There are several classification options for heart failure. Depending on the severity of the clinic, the following are distinguished:

  • First degree – there are no clinical symptoms.
  • In the second degree of heart failure, symptoms are mild and wheezing may be present.
  • The third degree is a more pronounced clinical picture, the presence of wheezing.
  • The fourth degree of severity is characterized by the presence of complications, for example, cardiogenic shock, collapse (decrease in systolic blood pressure below 90 mm Hg).

According to the degree of patient resistance to physical stress, heart failure is divided into four functional classes (FC):

  • 1 FC - shortness of breath and other symptoms appear during severe physical exertion, for example, while climbing to the third floor and above. Normal physical activity does not cause signs of disease.
  • FC 2 – moderate heart failure, it makes itself felt only after climbing two flights of stairs or while walking quickly. The patient's daily activities may be slightly reduced.

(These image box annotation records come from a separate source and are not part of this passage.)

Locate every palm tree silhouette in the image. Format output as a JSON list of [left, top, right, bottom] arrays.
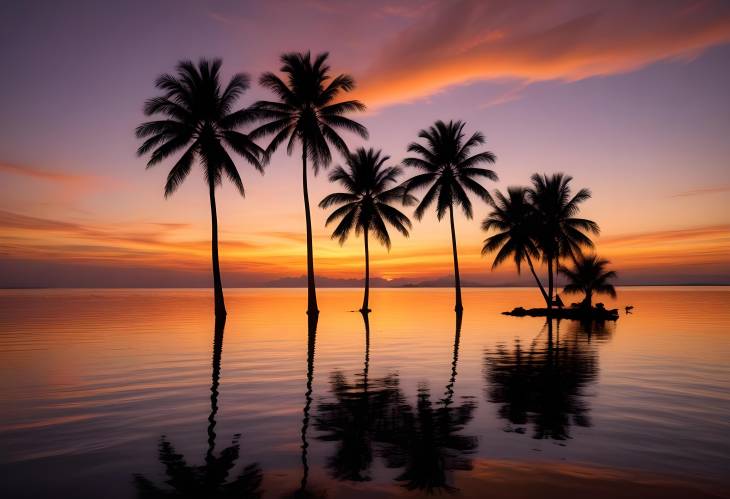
[[134, 319, 263, 499], [251, 52, 368, 314], [403, 121, 497, 312], [319, 147, 415, 313], [482, 187, 549, 305], [136, 59, 264, 317], [527, 173, 600, 309], [559, 254, 616, 308]]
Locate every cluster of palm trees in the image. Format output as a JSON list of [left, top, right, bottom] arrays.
[[136, 52, 611, 318], [482, 173, 616, 309]]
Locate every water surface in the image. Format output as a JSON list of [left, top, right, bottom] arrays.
[[0, 287, 730, 498]]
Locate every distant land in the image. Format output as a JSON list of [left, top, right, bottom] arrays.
[[0, 275, 730, 289]]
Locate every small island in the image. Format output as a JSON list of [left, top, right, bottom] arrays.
[[502, 303, 618, 321]]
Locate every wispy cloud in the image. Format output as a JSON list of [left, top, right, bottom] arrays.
[[358, 0, 730, 107], [0, 161, 101, 186], [670, 184, 730, 198]]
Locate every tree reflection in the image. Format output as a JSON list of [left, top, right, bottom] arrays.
[[284, 314, 326, 499], [316, 314, 478, 493], [484, 321, 610, 440], [134, 317, 263, 499]]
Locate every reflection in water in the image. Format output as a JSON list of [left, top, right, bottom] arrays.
[[134, 317, 263, 499], [317, 314, 478, 493], [484, 320, 610, 440], [315, 314, 402, 482]]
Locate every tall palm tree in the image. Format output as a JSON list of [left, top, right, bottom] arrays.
[[251, 52, 368, 314], [403, 120, 497, 312], [527, 173, 600, 309], [559, 254, 616, 308], [319, 147, 415, 313], [482, 187, 548, 304], [136, 59, 264, 317]]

  • 3 FC – the symptoms of the disease become pronounced even with minor physical exertion and during everyday activities. At rest, shortness of breath completely disappears.
  • 4 FC - in this case, shortness of breath and other manifestations bother the patient at rest. The heart is under great stress, and complications of heart failure are often observed.

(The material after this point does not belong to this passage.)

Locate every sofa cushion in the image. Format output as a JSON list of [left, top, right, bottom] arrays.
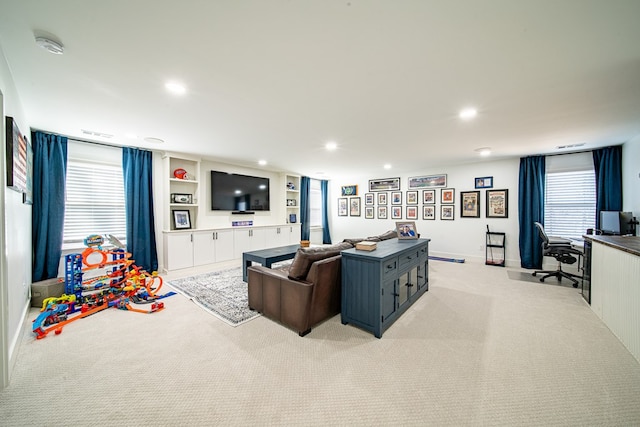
[[289, 242, 353, 280]]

Types of heart failure according to its classification by stages:

  • The first stage is the beginning of the disease. It is characterized by a latent course; symptoms of circulatory failure occur only in cases where the patient experiences severe physical or emotional stress. At rest, the activity of the circulatory system is not impaired.
  • The second stage is marked clinical manifestations. Signs of prolonged blood stagnation appear, this is noticeable in the absence of physical activity. Stagnation appears in the systemic and pulmonary circulation, which is primarily manifested by edema. This stage is divided into IIA and IIB. The first is characterized by dysfunction of only the left or right ventricle. In this case, shortness of breath appears during normal physical activity for a person, and his activity is noticeably reduced. Externally, the patient has bluish skin, swelling of the legs, enlarged liver and hard breathing. Stage IIB is characterized by a deeper degree of hemodynamic disturbances, the cause of which is stagnation in both circulation circles.
  • The third stage of the disease is terminal. In this case, the heart ceases to cope with its function, which leads to irreversible damage in the structure internal organs, to the depletion of their resources.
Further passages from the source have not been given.